Сын корчмаря подошел к восточной стене и стал шептать дневную молитву. Он молился не потому, что верил в бога, а потому, что ему хотелось каких-то других слов, не таких расхожих, как «вице-губернатор», «золотые», «постель», «еда». Правда, и слова молитвы были такие же знакомые, но в них журчал какой-то иной, потусторонний смысл, безобидный и завораживающий. Единственное, что прыщавому Семену всегда мешало, была стена, немая, безропотная, безответная. Она маячила перед ним и дома, и в синагоге, и даже небо, на котором обитает господь, было для него ничем иным, как огромной, опрокинутой навзничь, голубой или затянутой тучами стеной, которую ни один смертный пробить не в силах.

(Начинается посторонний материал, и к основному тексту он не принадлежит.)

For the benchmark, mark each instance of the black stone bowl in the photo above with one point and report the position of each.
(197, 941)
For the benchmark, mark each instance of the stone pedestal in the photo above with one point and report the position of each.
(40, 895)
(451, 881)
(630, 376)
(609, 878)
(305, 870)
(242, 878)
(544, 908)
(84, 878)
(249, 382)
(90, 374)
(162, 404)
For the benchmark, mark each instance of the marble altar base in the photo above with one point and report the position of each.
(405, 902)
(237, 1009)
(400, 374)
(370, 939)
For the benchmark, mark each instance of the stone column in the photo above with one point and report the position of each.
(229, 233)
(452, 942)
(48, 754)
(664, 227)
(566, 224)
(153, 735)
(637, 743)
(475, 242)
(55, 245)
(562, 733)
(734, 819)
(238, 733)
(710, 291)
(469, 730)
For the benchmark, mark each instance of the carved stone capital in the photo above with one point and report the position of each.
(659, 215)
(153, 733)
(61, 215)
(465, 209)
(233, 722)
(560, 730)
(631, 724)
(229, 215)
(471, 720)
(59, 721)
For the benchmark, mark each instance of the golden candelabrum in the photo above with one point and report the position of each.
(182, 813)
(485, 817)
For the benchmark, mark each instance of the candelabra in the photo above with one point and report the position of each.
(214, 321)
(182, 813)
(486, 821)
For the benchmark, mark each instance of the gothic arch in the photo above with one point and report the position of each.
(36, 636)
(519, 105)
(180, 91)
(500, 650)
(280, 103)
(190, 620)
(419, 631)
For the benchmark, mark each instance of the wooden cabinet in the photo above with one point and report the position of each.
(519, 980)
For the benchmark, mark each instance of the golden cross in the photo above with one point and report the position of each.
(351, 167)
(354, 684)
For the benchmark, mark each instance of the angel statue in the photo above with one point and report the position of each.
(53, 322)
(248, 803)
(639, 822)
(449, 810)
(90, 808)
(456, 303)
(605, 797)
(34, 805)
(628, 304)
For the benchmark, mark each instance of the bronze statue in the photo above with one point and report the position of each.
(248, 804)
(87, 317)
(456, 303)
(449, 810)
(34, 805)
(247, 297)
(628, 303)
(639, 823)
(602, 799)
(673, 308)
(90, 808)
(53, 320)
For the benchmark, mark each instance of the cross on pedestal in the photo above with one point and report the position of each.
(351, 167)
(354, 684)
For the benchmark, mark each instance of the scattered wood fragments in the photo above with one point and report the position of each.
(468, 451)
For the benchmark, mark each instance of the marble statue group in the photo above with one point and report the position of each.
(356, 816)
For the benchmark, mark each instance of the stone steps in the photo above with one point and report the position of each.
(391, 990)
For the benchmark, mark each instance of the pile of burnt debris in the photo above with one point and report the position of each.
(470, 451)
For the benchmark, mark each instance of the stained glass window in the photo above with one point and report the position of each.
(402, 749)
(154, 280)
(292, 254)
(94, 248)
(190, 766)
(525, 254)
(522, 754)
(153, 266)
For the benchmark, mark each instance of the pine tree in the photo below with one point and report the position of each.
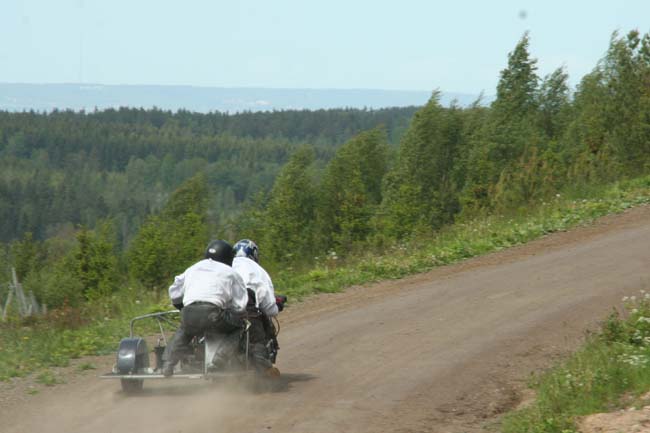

В отличие от отца, засыпавшего всевышнего своими мелочными и никчемными просьбами, прыщавый Семен поучал бога и все время старался втолковать ему, что, пока не рухнет стена между смертными и их идолом, пока человек воочию не убедится в его могуществе, не обожжет свою плоть о котлы с кипящей смолой для грешников, до тех пор каждому на свете будет дозволено все: убивать, вешать, предавать, доносить, отрекаться. Третье отделение могущественней бога, ибо награду жандарма — пятьсот золотых — можно потрогать руками, на собственной шкуре можно испытать и его кару. А что бог? Его золотые и его виселицы, его мирра и его смола там, за облаками. Стало быть, бойся и чти не господа, а жандарма… Ардальона Нестеровича… уездного исправника Нуйкина… и, коли можешь, сам стань жандармом. Не обязательно в мундире.
Морта принесла еду в тот момент, когда прыщавый Семен примеривал у восточной стены жандармский лапсердак.
Ел он под удары грома, докатывавшегося откуда-то из-за леса, вяло черпая ложкой щавелевый суп, забеленный сметаной. Через окно было видно, как молнии полосуют небо: вспыхнут, зальют все до самого горизонта и погаснут. Прыщавому Семену вдруг пришла в голову безотрадная мысль, что и сам он похож на молнию, только без грома и без неба, и что, если он кого-то и может поджечь, то только самого себя, незадачливого, никого не любящего и нелюбимого. Прожил на свете больше тридцати лет и что он видел, чего добился?
Нахлебник, ухажер крепостной девки, сообщник урядника, тупицы и солдафона. А ведь совсем недавно, каких-нибудь десять лет тому назад, он еще мечтал стать великим раввином, наподобие виленского гаона Элиаху мечтал посвятить себя избавлению евреев от пороков и унизительного раболепия перед каждым городовым, вывести их из неволи, как Моисей из Египта.
Как часто видел он себя во главе толпы и слышал свой громоподобный голос:
— Евреи! Я зову вас на землю праотцев. Все, в ком осталась хоть капля чести и достоинства, за мной! За мной, сыны и дщери Израиля!
А чем все кончилось?
Все кончилось тем же: равнодушием и страхом. Трижды проклятым еврейским страхом. Оказалось, собственная задрипанная лавка, собственная корчма и парикмахерская дороже, чем камни иерусалимского храма.
Даже родной отец, отдавший его в учение к рабби Ури и позже пославший его в Тельшяй, в ешибот, сказал ему:
— Семен! Брось свои бредни, займись лучше торговлей. Пока евреи соберутся на земле обетованной, твои кости сгниют. Вот тебе для начала двести рублей, открой лавку и продавай не камни иерусалимского храма, а селедку.